Depuis le début de cette terrible crise sanitaire, les élus du Bloc québécois ont proclamé que la pandémie ne devait pas avoir pour effet de camoufler une autre crise, climatique celle-là. Les enjeux de la santé et de l’environnement sont, nous en sommes de plus en plus conscients, intrinsèquement liés. La propagation de maladies infectieuses n’est pas sans lien avec la dégradation de l’environnement et la perte de biodiversité. L’action publique doit, impérativement et systématiquement, être pensée en termes de viabilité écologique et de résilience. Avant la pandémie, nous dénoncions déjà toutes les formes de subventions aux énergies fossiles; nous n’accepterons pas que le gouvernement canadien profite de la crise sanitaire pour les soutenir davantage.

En matière de changements climatiques, le Québec a ses propres défis et responsabilités. Mais nous sommes convaincus que notre nation a tout ce qu’il faut pour atteindre sa propre cible de réduction de 37,5 % des émissions de GES en 2030 par rapport au niveau de 1990. Surtout, nous croyons que les Québécois sont résolus dans leur volonté d’agir pour contrer la crise climatique. Et je sais qu’ils s’attendent, avec raison, à ce que les gouvernements agissent en conséquence. Nous avons déjà réduit nos émissions de 8,7 % depuis 1990, pendant que celles du Canada (en incluant le Québec) augmentaient de 18,9 %.

Porter leur lutte au Parlement

Je l’ai toujours dit, l’apport des mouvements citoyens est primordial pour faire avancer les choses et je suis fière de ces mères de famille qui voient très bien que le Canada n’est pas en voie d’atteindre les objectifs climatiques de l’Accord de Paris. Je compte sur elles afin d’exiger que le gouvernement canadien se détourne de sa dépendance aux hydrocarbures et se libère du poids des lobbys pétroliers et gaziers. 

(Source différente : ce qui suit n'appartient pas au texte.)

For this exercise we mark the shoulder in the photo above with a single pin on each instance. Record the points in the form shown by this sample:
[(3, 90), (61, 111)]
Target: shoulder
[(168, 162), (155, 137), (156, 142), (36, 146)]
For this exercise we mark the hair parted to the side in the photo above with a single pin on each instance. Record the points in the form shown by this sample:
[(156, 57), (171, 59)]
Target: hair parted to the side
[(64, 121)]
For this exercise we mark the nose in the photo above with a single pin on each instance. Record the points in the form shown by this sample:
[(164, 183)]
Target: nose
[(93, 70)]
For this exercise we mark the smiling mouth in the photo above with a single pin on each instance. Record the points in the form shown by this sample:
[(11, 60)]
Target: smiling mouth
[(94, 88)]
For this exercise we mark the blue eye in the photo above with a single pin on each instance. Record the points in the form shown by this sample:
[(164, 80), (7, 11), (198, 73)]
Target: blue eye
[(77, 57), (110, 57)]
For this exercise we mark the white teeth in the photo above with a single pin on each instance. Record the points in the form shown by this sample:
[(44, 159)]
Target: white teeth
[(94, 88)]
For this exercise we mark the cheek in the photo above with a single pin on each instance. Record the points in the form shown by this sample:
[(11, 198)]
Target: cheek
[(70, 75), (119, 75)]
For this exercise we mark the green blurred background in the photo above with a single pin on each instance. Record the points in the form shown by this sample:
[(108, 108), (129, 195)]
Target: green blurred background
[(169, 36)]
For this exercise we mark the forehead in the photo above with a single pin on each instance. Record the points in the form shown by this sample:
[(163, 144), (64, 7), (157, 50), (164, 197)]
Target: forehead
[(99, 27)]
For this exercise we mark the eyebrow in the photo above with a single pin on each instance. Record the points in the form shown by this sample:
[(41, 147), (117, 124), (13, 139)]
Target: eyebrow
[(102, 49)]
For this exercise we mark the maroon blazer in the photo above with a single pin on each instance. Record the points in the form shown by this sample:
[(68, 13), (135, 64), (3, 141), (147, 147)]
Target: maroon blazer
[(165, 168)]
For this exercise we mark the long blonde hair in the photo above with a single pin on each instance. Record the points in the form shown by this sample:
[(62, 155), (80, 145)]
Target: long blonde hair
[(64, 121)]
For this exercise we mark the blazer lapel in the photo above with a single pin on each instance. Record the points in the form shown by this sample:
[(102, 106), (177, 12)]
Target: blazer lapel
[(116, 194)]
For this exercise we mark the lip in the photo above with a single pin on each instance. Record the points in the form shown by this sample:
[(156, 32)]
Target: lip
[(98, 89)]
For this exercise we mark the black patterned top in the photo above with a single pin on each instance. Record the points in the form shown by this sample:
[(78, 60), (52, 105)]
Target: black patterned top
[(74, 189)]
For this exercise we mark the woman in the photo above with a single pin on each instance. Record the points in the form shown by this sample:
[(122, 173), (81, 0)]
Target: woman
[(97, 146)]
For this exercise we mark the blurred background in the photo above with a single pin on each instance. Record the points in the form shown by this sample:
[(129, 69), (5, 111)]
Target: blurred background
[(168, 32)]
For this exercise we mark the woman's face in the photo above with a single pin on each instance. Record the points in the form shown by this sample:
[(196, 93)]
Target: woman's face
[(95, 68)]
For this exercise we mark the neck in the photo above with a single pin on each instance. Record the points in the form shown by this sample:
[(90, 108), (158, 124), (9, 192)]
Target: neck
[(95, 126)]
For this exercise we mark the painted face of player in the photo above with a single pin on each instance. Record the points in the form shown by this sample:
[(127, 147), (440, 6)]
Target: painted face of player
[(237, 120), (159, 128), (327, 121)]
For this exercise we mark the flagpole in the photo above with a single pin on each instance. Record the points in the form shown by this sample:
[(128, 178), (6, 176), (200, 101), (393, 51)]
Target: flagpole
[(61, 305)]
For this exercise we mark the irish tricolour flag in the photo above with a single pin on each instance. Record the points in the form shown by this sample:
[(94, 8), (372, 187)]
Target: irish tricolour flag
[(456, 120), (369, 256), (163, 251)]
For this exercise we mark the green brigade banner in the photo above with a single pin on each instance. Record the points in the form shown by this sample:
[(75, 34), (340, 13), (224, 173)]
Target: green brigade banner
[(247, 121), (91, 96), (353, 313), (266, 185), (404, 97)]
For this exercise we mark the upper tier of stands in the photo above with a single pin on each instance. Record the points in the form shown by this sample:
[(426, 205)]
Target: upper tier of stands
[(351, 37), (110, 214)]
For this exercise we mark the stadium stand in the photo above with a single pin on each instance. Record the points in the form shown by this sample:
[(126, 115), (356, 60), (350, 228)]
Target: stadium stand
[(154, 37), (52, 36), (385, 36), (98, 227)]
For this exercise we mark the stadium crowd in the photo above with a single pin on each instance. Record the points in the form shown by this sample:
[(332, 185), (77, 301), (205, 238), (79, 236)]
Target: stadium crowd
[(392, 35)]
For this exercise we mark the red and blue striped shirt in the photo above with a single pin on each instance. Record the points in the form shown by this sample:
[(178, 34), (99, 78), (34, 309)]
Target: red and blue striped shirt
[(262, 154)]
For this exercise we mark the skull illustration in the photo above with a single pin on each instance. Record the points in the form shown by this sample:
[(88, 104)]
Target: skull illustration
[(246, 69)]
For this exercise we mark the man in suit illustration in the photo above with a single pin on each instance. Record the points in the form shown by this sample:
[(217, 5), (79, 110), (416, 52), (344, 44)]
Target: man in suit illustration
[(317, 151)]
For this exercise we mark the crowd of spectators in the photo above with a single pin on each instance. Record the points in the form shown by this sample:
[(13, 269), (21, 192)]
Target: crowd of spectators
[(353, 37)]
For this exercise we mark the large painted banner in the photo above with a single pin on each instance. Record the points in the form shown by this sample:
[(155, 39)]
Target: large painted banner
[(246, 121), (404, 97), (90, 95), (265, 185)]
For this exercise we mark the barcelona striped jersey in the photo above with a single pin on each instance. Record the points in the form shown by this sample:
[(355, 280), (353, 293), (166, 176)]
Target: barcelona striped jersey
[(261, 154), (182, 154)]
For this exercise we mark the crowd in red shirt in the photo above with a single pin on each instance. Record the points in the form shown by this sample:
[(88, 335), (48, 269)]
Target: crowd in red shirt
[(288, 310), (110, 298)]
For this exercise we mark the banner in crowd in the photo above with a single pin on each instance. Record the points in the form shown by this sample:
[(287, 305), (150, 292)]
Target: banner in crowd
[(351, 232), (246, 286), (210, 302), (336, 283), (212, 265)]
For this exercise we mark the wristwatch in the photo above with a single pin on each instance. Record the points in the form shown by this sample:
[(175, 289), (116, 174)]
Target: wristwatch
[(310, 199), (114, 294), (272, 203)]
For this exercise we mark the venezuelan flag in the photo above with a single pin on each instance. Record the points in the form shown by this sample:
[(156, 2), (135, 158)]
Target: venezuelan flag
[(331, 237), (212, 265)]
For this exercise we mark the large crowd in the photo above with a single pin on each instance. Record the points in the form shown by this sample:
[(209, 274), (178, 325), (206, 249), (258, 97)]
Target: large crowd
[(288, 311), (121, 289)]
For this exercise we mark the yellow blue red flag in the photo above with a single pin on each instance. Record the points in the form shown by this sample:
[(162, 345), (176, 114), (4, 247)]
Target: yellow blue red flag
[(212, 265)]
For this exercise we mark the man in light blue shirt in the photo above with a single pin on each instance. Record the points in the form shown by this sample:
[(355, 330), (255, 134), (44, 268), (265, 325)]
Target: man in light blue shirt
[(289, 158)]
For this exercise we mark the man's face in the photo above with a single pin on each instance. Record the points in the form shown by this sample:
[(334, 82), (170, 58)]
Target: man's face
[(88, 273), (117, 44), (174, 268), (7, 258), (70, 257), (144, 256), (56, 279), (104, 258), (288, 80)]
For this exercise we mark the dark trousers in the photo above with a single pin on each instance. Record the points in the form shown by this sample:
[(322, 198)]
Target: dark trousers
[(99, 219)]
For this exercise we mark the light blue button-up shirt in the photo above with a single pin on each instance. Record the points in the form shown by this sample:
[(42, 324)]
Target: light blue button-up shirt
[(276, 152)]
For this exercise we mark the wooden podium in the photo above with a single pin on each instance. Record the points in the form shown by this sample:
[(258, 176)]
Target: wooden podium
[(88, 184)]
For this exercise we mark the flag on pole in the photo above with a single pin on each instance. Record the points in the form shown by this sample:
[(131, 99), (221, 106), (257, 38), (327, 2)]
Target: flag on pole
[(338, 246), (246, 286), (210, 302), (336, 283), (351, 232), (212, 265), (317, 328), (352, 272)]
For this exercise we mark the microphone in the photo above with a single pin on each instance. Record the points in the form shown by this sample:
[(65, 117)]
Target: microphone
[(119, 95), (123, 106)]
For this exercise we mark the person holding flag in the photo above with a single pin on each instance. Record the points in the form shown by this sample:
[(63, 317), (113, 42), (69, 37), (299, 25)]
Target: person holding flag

Pour notre part, les élus du Bloc québécois, nous porterons leur lutte au Parlement afin d’enchâsser dans le projet de loi C-12 des éléments cruciaux de notre projet de loi C-215, afin que nous puissions réellement évaluer l’action gouvernementale quand vient le temps de lutter contre les changements climatiques et de rencontrer nos engagements internationaux. Il est impératif que le gouvernement révise sa proposition de loi afin d’assurer un avenir viable à nos enfants.